The last time I interviewed Pete Seeger was in 1999 just as he was about to turn 80. He was planning to stay close to his Hudson River Valley home and just play a few songs occasionally for school kids or at benefit concerts. It was unlikely, he said then, that he'd travel far enough from home to perform in Montreal again.

Almost a decade later, though, the still-vigorous Seeger is on his way back to Montreal. His Saturday concert here kicks off a quickly arranged, and quickly sold-out, tour of small venues that also takes him to Toronto for two nights, Kingston and Ottawa in the company of acoustic blues revivalist Guy Davis and his grandson, Tao Rodriguez-Seeger of the folk-rocking Mammals. The three will share the stage, swapping songs and backing each other.

Reached at his home overlooking the Hudson River in upstate New York, Seeger told me he has fond memories of performing in Montreal.

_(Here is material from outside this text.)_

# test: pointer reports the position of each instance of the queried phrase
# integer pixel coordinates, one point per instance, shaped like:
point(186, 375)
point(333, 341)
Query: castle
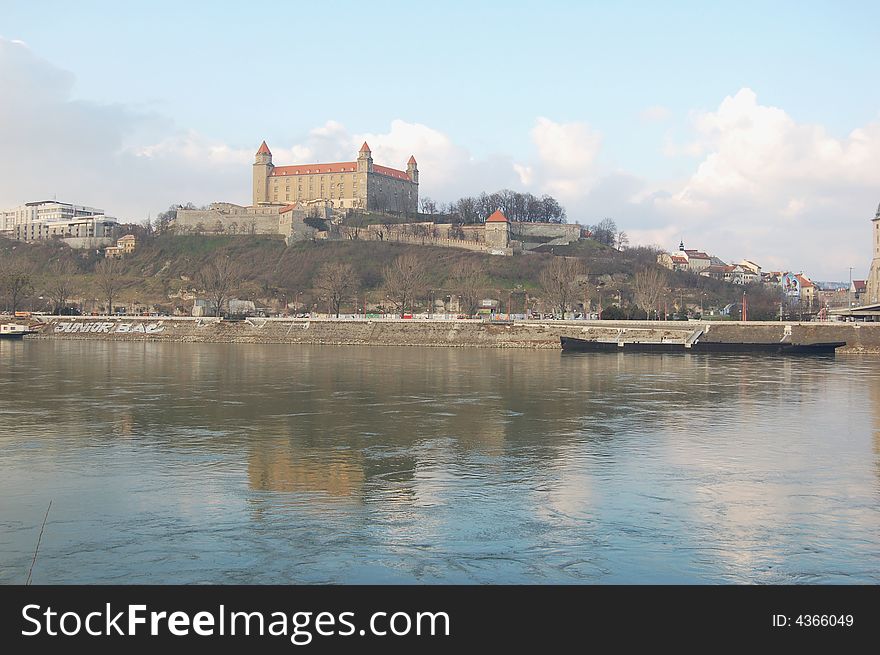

"Sam Gesser hired me when nobody else would," Seeger said, referring to the late Montreal impresario who broke into the concert business with a Seeger concert in 1952 when most of the folksinger's performing opportunities were lost to the McCarthy-era blacklist. Gesser, who died April 1, brought Seeger to Montreal often over the next four decades.

Seeger is one of the most revered musicians of all time and has been a major influence on the likes of Bob Dylan, Bruce Springsteen - who's done two albums of songs he learned from Seeger LPs - and almost everyone else who's picked up a banjo or acoustic guitar in the past 60 years.

Seeger's lengthy résumé includes forming two legendary folk groups: the Almanac Singers, with Woody Guthrie, before both shipped out to serve in the Second World War; and the Weavers, the group that brought folk music to the pop charts with Goodnight Irene and Tzena Tzena Tzena in 1949 before being blacklisted. Seeger has written or co-written scores of enduring songs, including Where Have All the Flowers Gone and If I Had a Hammer, has made hundreds of recordings and has been at the forefront of the civil rights, peace and environmental movements.